Sono riflessioni che sovvengono a stare seduti a tavola Da Lucio, il nuovo luminoso ristorante di Jacopo Ticchi a Rimini, un progetto così interessante che l’abbiamo raccontato dal principio due volte, con Niccolò Vecchia e Paolo Marchi. Nella tana dei pesci frollati e delle delizie ittiche alla brace ecco arrivare, in fondo al sentiero delle sapidità, il Brodetto tradizionale di pesci, molluschi e crostacei cotto nel forno a legna di Lucio.
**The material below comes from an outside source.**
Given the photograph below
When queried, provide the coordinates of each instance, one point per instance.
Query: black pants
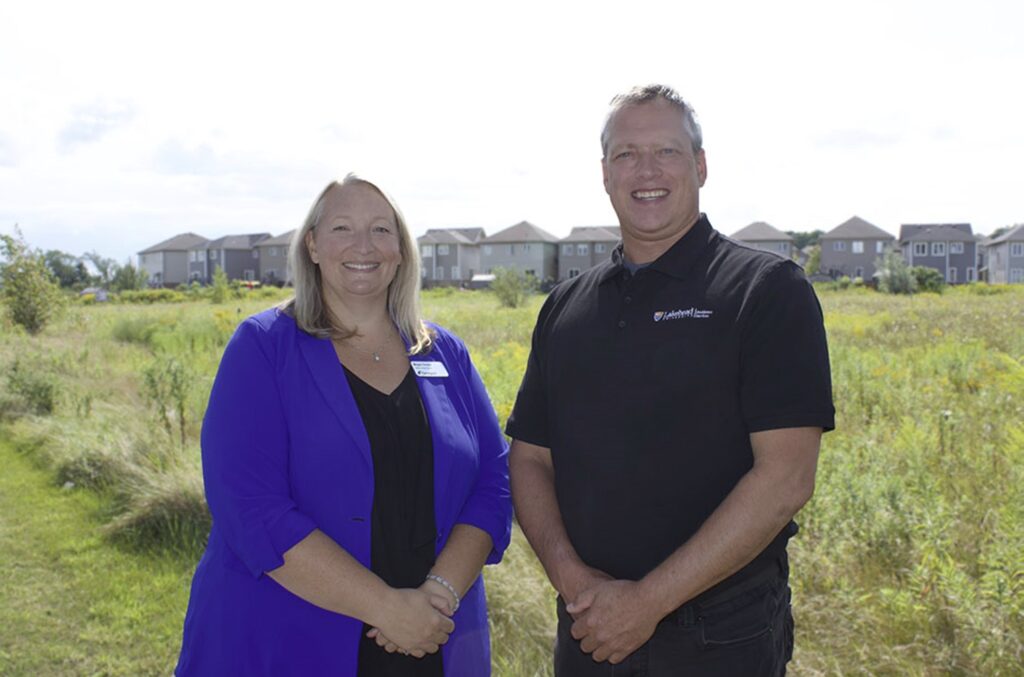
(743, 631)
Il carrello al tavolo (foto Zanatta)
Giacomo Imbalzano, compagno di avventure dello chef, porta al tavolo un carrello con i piatti da portata sormontati da un ampio coccio rosso acceso: la ceramica di fuori e la salsa al pomodoro dentro. «Faccio il brodetto da sempre», spiega Ticchi, «l’ho riproposto nella sede nuova per spiegare ai clienti che non siamo una tavola
fighetta. Tenevo a continuare a offrire tutto il comfort e la familiarità che solo un brodetto può dare». Classicità sì ma con le accortezze di chi questiona preparazioni di lungo corso, immutabili solo nei pensieri dei cuochi pavidi. E poi Jacopo conosce bene il momento storico che viviamo, piuttosto conservatore e incline all’auto-consolazione.
«I nostro pescatori», dettaglia, «dividono il pescato in pezzature: da un lato c’è il misto pregiato; dall’altro il misto da zuppa, composto dalle parti meno nobili dei pesci più piccoli: scorfanetti, gallinelle, mazzole, pesci serra, razze, soglioline, pesci azzurri che noi utilizziamo per la salsa, contrariamente alla tradizione che ricorre a pesci interi, che però rimangono sfibrati dalle lunghe cotture».
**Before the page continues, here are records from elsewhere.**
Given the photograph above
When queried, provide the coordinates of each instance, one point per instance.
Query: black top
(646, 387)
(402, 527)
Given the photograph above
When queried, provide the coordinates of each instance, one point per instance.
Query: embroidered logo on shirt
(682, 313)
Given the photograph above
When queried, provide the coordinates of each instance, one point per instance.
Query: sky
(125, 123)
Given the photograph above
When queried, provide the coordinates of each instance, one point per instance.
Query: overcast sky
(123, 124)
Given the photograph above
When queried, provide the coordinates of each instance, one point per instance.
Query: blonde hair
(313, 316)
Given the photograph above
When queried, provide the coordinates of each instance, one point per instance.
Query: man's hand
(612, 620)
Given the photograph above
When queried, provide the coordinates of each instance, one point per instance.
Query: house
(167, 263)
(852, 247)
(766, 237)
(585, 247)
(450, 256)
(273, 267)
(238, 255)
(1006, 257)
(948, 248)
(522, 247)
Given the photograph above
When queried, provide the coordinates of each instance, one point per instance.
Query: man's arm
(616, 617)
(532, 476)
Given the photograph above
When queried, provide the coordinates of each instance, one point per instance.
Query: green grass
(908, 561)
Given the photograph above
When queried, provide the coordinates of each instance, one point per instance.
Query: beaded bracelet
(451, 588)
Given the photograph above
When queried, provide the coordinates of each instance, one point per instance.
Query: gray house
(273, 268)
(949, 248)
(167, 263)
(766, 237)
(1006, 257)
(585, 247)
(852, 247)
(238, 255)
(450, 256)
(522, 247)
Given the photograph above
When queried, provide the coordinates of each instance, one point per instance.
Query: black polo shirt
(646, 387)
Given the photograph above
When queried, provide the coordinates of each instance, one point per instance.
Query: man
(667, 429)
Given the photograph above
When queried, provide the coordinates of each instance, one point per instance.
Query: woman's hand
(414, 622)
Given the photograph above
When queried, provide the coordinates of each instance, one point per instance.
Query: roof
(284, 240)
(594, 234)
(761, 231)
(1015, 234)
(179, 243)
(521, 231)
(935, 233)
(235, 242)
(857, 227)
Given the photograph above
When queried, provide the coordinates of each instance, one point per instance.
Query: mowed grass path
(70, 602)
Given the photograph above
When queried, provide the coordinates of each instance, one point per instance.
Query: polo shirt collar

Chef Jacopo Ticchi (foto Filippo L'Astorina)
Gli ultimi passaggi importanti per la riuscita della salsa: «Filtrare ed eliminare le impurità della salsa, passare in forno parti nobili e salsa e unire molluschi come cozze e vongole e crostacei come canocchie e mazzancolle all’insieme».
La salsa risulterà densa e iper-concentrata alla fine dell’assaggio, per la proverbiale scarpetta: «È un pensiero che ho ricavato da
Mauro Uliassi, che teneva in menu un piatto che si chiamava proprio
Scarpetta di Brodetto, un singolo pezzo di pane da intingere nel sugo di pesce concentrato».
Un brodetto che quasi sempre vale come piatto unico. Perché, ammoniva
Pellegrino Artusi, «È sempre un cibo assai grave e bisogna guardarsi dal farne una scorpacciata».